Wednesday, July 20, 2005

Not a Post About My Sex Life

I don't get the whole videotaping yourself having sex thing. Maybe I missed some crucial stage in my sexual development, or perhaps I was out of the room when they explained it in sex ed. Maybe I'm innately avideoal. But I just don't understand it on so many levels.

Is the act of taping itself exciting? Does knowing the tape is running make you have better sex?

What do you do with the tape once you've made it? Do you watch it? Do you have more sex while you watch yourself having sex? Do you watch it when you're alone and have sex with yourself? Do you share it with your friends? Do they watch it and have sex? Is this post going to get me lots of scary sexbot hits? Am I a total loser?

I don't think I want to watch myself having sex. But maybe everyone else knows something I don't. Maybe I should want to watch myself having sex. Maybe I need videotape sex therapy.

Could it be an age thing? Is videotaping yourself having sex a self-evident next step for the generation that has been videotaped from birth to birthday parties to ballet recitals? The generation that has never known a world without reality TV and internet porn? The generation to which I do not belong?

And what about these celebrities? Are they really as dumb as they seem? Do they truly believe that even though it happened to Rob Lowe, and to Pamela and Tommy Lee, and to Paris, it won't happen to them? Yes, Colin Farrell, I'm talking about you. But then again, maybe this urge to tape is so powerful that it overcomes all common sense. Clearly, I wouldn't know.

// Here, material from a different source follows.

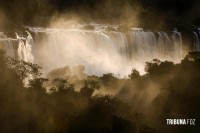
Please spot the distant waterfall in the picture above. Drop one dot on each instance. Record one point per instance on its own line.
(100, 50)
(196, 46)
(20, 47)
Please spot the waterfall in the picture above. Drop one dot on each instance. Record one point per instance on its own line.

[This is one of those posts where I'm not sure whether I'm revealing how pathetic I really am or speaking up for the silent majority. And I'm not sure I want to find out.]

6 comments:

Anonymous said...

I would just focus on how big my ass was and compain about the lighting!

Anonymous said...

I think I would be so horrified I would never have sex again. I don't even want a mirror, thank you.

LilySea said...

Silent--perhaps majority--here!

Notes from the Trenches said...

I just had to delurk and say I couldn't agree more with you. I just don't get it at all.

The thought of watching myself have sex horrifies me.

Jody said...

Joining you in the horror. I'd like to think I looked good while having sex. Would my video camera and the lighting in our bedroom promote this illusion? NO IT WOULD NOT.

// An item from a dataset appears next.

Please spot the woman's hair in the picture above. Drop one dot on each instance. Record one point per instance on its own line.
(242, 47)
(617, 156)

Please. I'm self-conscious enough as it is. Let's not add video equipment to the scenario.

Maybe we need to ask some men about this. Is that the missing piece of this puzzle?

Anonymous said...

1st xy post:
Forget the standard diagnosis i.e., male predisposition to visual stimuli, or the control-oriented mechanics of shooting a scene. And, no, I don't even WANT to show my freinds.
I love you. Get comfortable with who you are, that mirror we both spend time with is not for self-loathing.
Don't forget that I think you're beautiful and we're both full of desire for each other. I don't "see" anything horrific about that, regardless of lighting.